Conclusion (p 255) : « De nouvelles musiques liturgiques apparaissent (la plupart du temps issues du monde de la « Variété ») […] Il n'est pas du tout certain que des chrétiens aujourd'hui, même dénués de culture musicale, ne puissent avoir accès au chant grégorien tel que le propose l'abbaye de Solesmes. […] Le chant grégorien est une musique très savante, mais c'est une musique monodique […] et il serait sans doute possible à tous ceux qui le désireraient d'apprendre « par coeur » certaines pièces grégoriennes au moyen de leur écoute répétée. […]

S'il est tout à fait souhaitable que toutes sortes d'expériences puissent se développer dans l'Eglise, il est par contre difficilement acceptable de voir certaines cathédrales se complaire maintenant dans l'indigence et la médiocrité. Il n'existe plus que cinq ou six maîtrises traditionnelles en France. Notre pays en était couvert autrefois, et la plupart d'entre elles avaient une histoire extrêmement riche. […]
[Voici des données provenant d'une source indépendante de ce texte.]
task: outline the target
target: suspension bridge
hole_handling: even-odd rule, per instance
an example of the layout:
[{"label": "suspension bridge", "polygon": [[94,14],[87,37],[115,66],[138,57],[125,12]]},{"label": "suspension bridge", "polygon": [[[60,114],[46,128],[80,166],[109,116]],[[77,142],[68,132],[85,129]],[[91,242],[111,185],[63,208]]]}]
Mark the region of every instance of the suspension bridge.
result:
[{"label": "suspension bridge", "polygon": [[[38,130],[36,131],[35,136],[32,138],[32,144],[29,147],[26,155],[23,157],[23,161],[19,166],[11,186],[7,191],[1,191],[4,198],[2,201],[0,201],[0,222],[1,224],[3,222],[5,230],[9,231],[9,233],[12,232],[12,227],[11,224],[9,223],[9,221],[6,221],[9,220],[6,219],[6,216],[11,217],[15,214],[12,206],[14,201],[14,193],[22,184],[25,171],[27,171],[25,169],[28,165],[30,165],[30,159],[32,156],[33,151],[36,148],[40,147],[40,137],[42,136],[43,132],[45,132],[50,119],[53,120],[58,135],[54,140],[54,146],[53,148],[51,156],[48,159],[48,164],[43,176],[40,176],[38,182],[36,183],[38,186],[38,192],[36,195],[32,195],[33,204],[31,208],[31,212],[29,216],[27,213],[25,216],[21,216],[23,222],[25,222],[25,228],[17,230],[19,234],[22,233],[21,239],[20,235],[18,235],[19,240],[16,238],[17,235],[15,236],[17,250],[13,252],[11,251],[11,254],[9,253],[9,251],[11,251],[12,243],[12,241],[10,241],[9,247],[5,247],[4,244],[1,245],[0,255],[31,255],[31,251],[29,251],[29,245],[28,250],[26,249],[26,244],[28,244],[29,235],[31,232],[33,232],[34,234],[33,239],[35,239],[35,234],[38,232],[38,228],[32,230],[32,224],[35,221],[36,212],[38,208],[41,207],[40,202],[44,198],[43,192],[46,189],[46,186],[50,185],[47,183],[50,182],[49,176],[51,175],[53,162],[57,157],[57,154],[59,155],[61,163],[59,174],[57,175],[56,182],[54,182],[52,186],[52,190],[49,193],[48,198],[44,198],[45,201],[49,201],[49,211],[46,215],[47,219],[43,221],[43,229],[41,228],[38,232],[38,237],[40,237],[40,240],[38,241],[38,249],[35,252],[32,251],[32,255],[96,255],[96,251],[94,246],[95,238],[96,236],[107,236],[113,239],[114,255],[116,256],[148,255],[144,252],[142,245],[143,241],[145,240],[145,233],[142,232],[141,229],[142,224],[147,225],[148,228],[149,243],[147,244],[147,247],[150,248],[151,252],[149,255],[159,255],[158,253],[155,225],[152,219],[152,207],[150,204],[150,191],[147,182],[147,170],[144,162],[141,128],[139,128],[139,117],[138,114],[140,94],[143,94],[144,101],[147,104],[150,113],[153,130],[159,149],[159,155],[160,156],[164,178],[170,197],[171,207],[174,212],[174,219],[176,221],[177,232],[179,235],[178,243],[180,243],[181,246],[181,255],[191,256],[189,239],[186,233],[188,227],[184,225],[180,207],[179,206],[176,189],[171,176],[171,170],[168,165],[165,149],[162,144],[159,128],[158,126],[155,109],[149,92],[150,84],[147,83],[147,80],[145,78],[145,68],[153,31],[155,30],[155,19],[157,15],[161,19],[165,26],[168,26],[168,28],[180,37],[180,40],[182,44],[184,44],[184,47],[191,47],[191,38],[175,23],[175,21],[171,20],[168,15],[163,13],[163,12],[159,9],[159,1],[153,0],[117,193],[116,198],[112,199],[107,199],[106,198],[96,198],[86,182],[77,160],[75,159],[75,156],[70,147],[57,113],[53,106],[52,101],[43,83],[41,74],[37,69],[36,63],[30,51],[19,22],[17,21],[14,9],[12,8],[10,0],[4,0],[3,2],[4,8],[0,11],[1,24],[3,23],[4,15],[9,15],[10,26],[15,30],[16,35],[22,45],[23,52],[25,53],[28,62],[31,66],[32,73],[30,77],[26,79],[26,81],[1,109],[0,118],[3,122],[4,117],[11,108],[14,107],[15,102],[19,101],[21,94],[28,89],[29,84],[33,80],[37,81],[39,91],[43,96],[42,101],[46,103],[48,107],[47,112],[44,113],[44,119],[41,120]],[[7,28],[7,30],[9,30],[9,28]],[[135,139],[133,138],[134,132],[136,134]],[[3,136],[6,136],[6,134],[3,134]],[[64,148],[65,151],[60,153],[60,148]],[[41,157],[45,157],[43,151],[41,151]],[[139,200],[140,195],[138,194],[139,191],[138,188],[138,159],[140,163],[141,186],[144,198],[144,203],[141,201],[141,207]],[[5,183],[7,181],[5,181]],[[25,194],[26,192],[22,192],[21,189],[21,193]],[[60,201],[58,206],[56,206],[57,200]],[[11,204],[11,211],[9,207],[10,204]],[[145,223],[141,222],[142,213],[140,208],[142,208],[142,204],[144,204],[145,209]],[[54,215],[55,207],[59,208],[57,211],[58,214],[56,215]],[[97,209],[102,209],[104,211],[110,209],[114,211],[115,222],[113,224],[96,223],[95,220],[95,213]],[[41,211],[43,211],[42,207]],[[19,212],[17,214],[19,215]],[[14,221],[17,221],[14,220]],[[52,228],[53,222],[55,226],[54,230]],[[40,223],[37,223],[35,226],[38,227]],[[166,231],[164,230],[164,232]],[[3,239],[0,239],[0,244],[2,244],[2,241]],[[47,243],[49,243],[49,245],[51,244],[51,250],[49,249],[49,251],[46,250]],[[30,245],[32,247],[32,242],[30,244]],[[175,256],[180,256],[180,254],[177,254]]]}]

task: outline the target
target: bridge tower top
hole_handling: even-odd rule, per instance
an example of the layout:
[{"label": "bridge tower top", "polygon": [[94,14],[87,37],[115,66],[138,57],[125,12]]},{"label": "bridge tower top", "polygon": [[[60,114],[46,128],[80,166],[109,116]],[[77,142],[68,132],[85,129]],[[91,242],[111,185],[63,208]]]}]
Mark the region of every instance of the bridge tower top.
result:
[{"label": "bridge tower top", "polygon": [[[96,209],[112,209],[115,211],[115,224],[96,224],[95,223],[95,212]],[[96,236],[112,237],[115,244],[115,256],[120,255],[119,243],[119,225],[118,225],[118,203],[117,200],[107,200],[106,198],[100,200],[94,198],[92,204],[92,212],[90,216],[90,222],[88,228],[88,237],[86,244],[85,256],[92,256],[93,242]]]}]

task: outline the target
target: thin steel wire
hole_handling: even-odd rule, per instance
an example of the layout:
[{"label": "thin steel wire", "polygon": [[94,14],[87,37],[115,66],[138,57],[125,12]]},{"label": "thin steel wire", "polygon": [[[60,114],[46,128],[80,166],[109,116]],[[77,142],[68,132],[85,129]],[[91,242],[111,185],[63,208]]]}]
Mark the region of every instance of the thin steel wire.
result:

Il reste un domaine spécifique où les maîtrises sont irremplaçables : celui du chant liturgique. Il leur faudrait cependant aller jusqu'au bout de cette fonction ; des maîtrises où l'on n'étudierait plus la musique religieuse que d'un point de vue vaguement musicologique et historique n'auraient aucun avenir. Il faut qu'il y ait une pratique régulière du chant liturgique, et au sein d'offices liturgiques. »

 

Une prise de conscience a eu lieu dans certains diocèses et l'on a vu resurgir des maîtrises pour la liturgie des grandes fêtes dans des cathédrales françaises. Il pourrait paraître étonnant au profane de voir ainsi des jeunes garçons et filles s'adonner avec passion et rigueur à l'apprentissage de pièces polyphoniques complexes, en consacrant plusieurs après-midi par semaine aux répétitions, à l'apprentissage de la lecture à vue mais lorsqu'on n'abandonne pas les jeunes à la sous-culture musicale ambiante et qu'on leur fait découvrir quelque chose d'exaltant, ils sont rapidement séduits et s'épanouissent par l'étude d'un répertoire dont ils découvrent peu à peu la richesse et l'apport culturel et personnel.